Разворачиваю, читаю.
Растягиваю губы в улыбке и поднимаю взгляд на Ромасенко.
Он всё никак не угомонится. Всерьёз решил меня запугивать.
Ну ладно, одиннадцатый А. Война, значит, война…
Глава 11
Марсель
— Сонь, это чё за бомжацкий вариант? — смеюсь, глядя на младшую, старательно выкладывающую микроскопические порции икры в тарталетки. — Побольше клади.
— Отстань, я сама знаю, сколько надо, — недовольно бубнит мелкий гном.
— Зайчик, этого и правда мало, смело набирай ложку для каждой, — оценив результат, просит старшая. — Да, вот так. Ты умница!
— Э-эй! Не воруй! — умница по обыкновению грозит мне кулаком, когда я тырю и закидываю в рот ту самую тарталетку, за которую её похвалили.
— Марсель, помоги достать утку.
— Ты уверена, что она пропеклась? — тянусь ко второму шедевру, но получаю по пальцам от злобного поварёнка.
— Ай.
— Да, я уверена. Тащи быстрей сюда свою задницу.
Дёргаю Мелкую за хвост и иду к Милане, склонившейся к духовке.
— Чё ты там высматриваешь? Готова, видно же.
Цокает языком и закатывает глаза.
— Доставай и ставь противень сюда на доску.
— Полотенце дай, командир.
— Прихватки есть вообще-то, на.
— Не вздумайте уронить её, — строго наказывает София со своего места.
— Убери его отсюда, — аккуратно приоткрываю дверцу.
— Санта, уйди, пш-ш! — Милана отгоняет собаку, вечно сующую всюду свой любопытный нос.
— Найс, — вдыхаю аромат сочной запечённой птицы.
Пахнет зачётно.
— Вообще, это же ужасно, — заводит Мелкая.
— Ты про что? — Мила закрывает дверцу духовки.
— Мы собираемся съесть сородича Яго. Это неправильно.
— Яго — попугай.
— Но тоже птица, — приводит веский аргумент.
— Он так не считает, — усмехаюсь, вспоминая, как это чудило залаяло на днях. — Сгони Элвиса со стула. Не хватало потом нажраться его шерсти.
— Я вычёсывала его вчера.
— А сегодня ты его подержишь, — ставит перед фактом Старшая. — Нам надо постричь ему когти.
— Идите лесом. Я в этом больше не участвую.
В прошлый раз так получил по хлебалу этим самым когтём, что месяц царапина заживала.
В жопу подобные эксперименты.
— Пробуй салат на соль, — Милана тычет мне ложкой в рот. Чуть по зубам не получаю, вовремя его открыв.
— Ещё.
— Мало, да?
— Ещё дай говорю, не распробовал.
— На.
Дубль два.
— Да. Мало.
— Добавляю.
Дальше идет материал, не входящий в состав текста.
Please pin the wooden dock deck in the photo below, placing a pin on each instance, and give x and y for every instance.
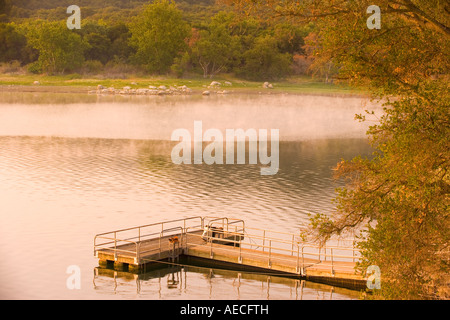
(228, 242)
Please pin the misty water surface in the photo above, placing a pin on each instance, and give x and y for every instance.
(72, 166)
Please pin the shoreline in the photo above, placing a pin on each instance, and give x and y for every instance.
(68, 89)
(172, 86)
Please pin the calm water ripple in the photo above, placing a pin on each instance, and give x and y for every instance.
(70, 171)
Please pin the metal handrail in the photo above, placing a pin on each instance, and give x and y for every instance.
(271, 242)
(139, 236)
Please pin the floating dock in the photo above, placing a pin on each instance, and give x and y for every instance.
(229, 243)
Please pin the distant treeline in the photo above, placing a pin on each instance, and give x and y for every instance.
(119, 37)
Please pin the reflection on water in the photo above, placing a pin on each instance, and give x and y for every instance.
(71, 170)
(190, 282)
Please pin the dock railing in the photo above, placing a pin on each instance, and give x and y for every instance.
(264, 244)
(127, 241)
(283, 246)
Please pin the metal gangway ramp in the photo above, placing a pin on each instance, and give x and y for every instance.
(225, 241)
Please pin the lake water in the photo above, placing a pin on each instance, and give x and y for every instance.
(74, 165)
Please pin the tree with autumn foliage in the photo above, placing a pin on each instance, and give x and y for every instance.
(399, 199)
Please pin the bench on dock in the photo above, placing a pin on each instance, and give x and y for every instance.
(228, 241)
Бли-и-и-ин! Ну нет! Твою за ногу! — хнычет и рычит, закинув голову назад.
— Чё такое? — через плечо заглядываю в салатницу. — Рукожоп, — констатирую, глядя на горку соли.
— Крышка от солянки отвалилась. Елы-палы! Чё терь всё выкидывать?
— Стой, верх сними.
— Куда ты той ложкой, с которой ел! — шикает она недовольно.